I figured that the 2 foot version, a 24", 35w bulb would be best just for experiments. I don't have any HO bulbs, so I wouldn't know LOL
A F30/F40 preheat ballast, like a Robertson S40B would work, wouldn't it?

If if doesn't light properly, or stay lit, could it be a problem with the amount of current (mA) being supplied?
Logged

Vintage products are the best! Nothing will ever compare to the quality of old, U.S. made fluorescent bulbs, ballasts, and fixtures.

Ash
Member
*****
Offline

View Posts
View Gallery


Re: Can HO bulbs be preheat? « Reply #1 on: August 07, 2011, 02:33:43 AM » Author: Ash
HO do use higher current to get higher power, you might be able to get the correct current by using larger choke (ie HID choke) which has lower inductance and made of thicker wire / core so is supposed to withstand higher current than fluorescent ballast, i dont know if high enough for your purpose

Or you could wire few ballasts in parallel. Assuming identical ballasts, the inductance will be divided by the number of ballasts, and the current carrying capacity multiplied
Logged
Medved
Member
*****
Offline

Gender: Male
View Posts
View Gallery

Re: Can HO bulbs be preheat? « Reply #2 on: August 07, 2011, 02:57:34 AM » Author: Medved
With preheaters is the problem usually with the current in the preheat phase: It should match the filament design, too small does not heat it up sufficiently - it's going more and more "blink happy" (as people use to call that behavior) and from some point (~60% and below) it would not start at all.
So as HO lamps are designed fr higher currents, regular "normal output" ballast would make the problem.
Too high current then evaporate he material from the electrodes, reducing their life.

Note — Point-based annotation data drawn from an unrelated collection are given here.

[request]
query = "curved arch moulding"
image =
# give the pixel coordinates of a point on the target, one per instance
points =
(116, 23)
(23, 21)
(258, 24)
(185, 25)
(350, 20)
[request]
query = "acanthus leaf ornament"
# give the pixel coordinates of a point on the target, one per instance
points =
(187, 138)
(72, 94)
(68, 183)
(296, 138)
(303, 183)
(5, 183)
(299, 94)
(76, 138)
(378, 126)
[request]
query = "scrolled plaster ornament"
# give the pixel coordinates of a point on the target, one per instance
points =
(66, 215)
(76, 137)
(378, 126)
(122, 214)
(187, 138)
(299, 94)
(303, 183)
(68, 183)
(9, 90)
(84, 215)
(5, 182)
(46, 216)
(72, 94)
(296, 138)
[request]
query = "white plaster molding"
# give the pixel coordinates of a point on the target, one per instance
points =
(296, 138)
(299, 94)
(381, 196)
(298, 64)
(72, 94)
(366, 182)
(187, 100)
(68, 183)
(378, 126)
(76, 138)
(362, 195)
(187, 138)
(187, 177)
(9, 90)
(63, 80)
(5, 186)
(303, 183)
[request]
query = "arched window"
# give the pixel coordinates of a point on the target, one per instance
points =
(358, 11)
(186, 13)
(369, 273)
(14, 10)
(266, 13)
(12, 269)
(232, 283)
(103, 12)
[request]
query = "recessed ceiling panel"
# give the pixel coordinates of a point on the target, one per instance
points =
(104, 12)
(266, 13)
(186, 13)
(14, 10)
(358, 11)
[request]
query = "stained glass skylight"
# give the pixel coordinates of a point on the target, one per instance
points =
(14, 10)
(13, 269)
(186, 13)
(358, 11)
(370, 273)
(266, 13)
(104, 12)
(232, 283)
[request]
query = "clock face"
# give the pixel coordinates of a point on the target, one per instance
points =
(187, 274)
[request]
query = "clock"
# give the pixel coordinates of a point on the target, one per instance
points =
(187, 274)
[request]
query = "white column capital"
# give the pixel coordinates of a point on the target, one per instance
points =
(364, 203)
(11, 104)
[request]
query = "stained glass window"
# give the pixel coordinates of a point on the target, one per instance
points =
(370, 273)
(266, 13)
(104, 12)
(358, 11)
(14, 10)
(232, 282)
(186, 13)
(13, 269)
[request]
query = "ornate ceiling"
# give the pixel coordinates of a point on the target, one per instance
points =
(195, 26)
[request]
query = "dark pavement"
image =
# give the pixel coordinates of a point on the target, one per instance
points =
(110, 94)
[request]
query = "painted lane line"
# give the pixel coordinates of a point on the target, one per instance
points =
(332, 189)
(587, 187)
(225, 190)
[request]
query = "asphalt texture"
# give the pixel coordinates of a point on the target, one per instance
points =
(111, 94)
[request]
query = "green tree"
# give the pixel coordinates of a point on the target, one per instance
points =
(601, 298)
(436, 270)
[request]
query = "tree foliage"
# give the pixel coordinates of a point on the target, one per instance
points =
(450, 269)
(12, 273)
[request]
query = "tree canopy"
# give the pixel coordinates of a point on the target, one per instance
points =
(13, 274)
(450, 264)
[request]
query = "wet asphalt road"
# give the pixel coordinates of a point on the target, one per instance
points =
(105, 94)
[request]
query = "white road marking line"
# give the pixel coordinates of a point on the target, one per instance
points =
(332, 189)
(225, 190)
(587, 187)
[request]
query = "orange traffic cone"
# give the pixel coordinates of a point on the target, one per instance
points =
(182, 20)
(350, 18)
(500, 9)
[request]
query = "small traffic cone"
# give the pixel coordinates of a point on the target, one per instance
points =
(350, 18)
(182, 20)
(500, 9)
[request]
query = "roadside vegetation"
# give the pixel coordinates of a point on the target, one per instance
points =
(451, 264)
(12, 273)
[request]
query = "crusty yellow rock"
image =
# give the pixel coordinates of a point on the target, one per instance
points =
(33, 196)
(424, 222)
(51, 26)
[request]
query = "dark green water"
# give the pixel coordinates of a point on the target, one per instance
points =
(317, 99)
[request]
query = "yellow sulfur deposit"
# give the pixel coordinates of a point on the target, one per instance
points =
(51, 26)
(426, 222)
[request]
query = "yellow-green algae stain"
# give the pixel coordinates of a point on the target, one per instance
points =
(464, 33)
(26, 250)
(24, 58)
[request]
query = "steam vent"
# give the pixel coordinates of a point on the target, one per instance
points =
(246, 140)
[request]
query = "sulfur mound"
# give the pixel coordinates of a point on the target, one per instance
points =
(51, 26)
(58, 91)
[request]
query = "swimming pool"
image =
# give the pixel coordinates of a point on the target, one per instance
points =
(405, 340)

But high current may be reduced by ~30% using a diode (1N4004 for up to 1A lamps) parallel to the filament - anode to the ballast side, cathode towards the starter side (it would effectively short out the filament, when acting as the anode).
But then for lag ballast (HX transformer,... - no capacitor in series with the lamp) this would ask for thermal protection, as if the filament broke, the setup would rectify and so drive the ballast into core saturation.
If the ballast uses series capacitor (e.g. MV CWA), the problem is not there, as the capacitor prevent the DC current component.

But how to determine, what current is needed by the filament?
First measure the filament resistance at cold.
Take (DC) variable power source (at least in the range 2.5..10V, capable to deliver at least double the rated lamp current), V-meter and the A-meter, connect it to one of the filaments and find the current, when the filament resistance is 4x the cold one (I guess you know, how to use the Ohm's law...) and measure the required current.
The correct preheat current is then 25..30% higher.
Then find a ballast, what deliver this current into short circuit. It's OCV should then be at least double the lamp arc voltage. Tolerance +/-20% should be still OK, but more you deviate, more problems to expect (see above).

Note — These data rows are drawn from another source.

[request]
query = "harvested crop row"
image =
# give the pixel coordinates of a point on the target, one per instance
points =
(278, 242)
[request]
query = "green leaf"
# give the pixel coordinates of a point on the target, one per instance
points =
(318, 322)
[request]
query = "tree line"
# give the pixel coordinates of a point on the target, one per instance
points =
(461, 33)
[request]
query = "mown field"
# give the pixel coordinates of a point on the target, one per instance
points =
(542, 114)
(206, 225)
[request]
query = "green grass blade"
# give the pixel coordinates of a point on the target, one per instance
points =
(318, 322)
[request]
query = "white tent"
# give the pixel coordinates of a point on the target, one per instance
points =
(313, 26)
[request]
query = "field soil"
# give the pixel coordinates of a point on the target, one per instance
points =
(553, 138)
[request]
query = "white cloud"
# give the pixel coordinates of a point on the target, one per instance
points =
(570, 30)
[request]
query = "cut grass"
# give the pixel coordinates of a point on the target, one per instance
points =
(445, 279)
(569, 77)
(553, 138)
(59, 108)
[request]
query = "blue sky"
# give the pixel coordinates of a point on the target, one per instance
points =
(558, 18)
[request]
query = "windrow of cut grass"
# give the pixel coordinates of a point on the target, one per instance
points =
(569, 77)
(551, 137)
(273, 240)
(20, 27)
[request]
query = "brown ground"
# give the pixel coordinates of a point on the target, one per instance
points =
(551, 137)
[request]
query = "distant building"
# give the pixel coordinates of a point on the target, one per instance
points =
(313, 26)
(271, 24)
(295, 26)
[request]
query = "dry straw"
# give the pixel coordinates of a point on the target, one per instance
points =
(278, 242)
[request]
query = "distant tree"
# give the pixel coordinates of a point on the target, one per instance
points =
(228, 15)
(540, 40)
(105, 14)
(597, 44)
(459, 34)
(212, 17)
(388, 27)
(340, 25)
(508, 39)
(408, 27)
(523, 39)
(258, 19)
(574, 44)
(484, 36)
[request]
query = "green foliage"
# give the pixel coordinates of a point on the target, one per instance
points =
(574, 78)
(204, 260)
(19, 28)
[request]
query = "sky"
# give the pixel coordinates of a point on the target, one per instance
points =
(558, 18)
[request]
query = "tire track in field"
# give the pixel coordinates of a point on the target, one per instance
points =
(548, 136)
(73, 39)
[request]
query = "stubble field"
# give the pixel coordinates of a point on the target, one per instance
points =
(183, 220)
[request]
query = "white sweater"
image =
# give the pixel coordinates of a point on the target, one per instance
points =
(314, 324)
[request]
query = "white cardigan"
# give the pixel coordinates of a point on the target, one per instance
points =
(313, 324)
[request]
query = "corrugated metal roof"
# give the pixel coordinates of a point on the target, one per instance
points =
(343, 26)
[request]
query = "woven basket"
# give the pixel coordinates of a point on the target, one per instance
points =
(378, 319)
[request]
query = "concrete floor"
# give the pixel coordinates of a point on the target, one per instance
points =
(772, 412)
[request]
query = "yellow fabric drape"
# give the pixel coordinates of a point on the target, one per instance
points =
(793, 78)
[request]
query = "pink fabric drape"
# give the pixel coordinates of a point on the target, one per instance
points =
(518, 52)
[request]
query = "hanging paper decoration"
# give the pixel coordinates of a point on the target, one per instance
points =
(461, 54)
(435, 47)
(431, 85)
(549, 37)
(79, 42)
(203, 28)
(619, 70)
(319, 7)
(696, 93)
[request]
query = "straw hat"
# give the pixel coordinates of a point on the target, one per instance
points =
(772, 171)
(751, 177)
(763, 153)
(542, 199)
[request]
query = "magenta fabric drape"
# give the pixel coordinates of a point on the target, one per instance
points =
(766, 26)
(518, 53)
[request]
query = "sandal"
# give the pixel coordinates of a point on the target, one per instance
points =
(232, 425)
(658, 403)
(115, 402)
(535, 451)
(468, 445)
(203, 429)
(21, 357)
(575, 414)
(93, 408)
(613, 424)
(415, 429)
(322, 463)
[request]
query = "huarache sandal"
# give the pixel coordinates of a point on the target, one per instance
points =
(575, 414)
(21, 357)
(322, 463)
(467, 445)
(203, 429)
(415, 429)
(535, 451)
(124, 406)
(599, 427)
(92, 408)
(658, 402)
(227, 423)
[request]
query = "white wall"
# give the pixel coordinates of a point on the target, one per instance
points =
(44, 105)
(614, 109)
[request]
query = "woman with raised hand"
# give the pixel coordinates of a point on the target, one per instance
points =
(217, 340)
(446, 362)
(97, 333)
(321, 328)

Note, then with both end connected together (IS setup) the same lamp could handle up to twice the current then with the classic preheat circuit, so don't be surprised, then you get the optimum ballast current lower then the rated lamp current, the lamp rating correspond to the "perscribed" circuit, what is not what you are going to use.
« Last Edit: August 07, 2011, 03:03:03 AM by Medved » Logged

No more selfballasted c***

Powell
Member
*****
Offline

Gender: Male
View Posts
View Gallery

Re: Can HO bulbs be preheat? « Reply #3 on: August 07, 2011, 11:03:18 AM » Author: Powell
Don't forget the old T17 bulbs and fixtures ARE HO !!

Logged

NNNN!

Silverliner
Administrator
Member
*****
Offline

Gender: Male
View Posts
View Gallery

Rare white reflector


GoL
Re: Can HO bulbs be preheat? « Reply #4 on: August 07, 2011, 03:29:36 PM » Author: Silverliner
The thing, HO and VHO lamps (at least the ones in the USA) require the electrodes to be continuously heated for long life. That's why they are called rapid start, even though the ballasts typically start them almost instantly.
Logged

Administrator of Lighting-Gallery.net. Need help? PM me.

Member of L-G since 2005.

Collector of vintage bulbs, street lights and fluorescent fixtures.

Electrician.

Also a fan of cars, travelling, working out, food, hanging out.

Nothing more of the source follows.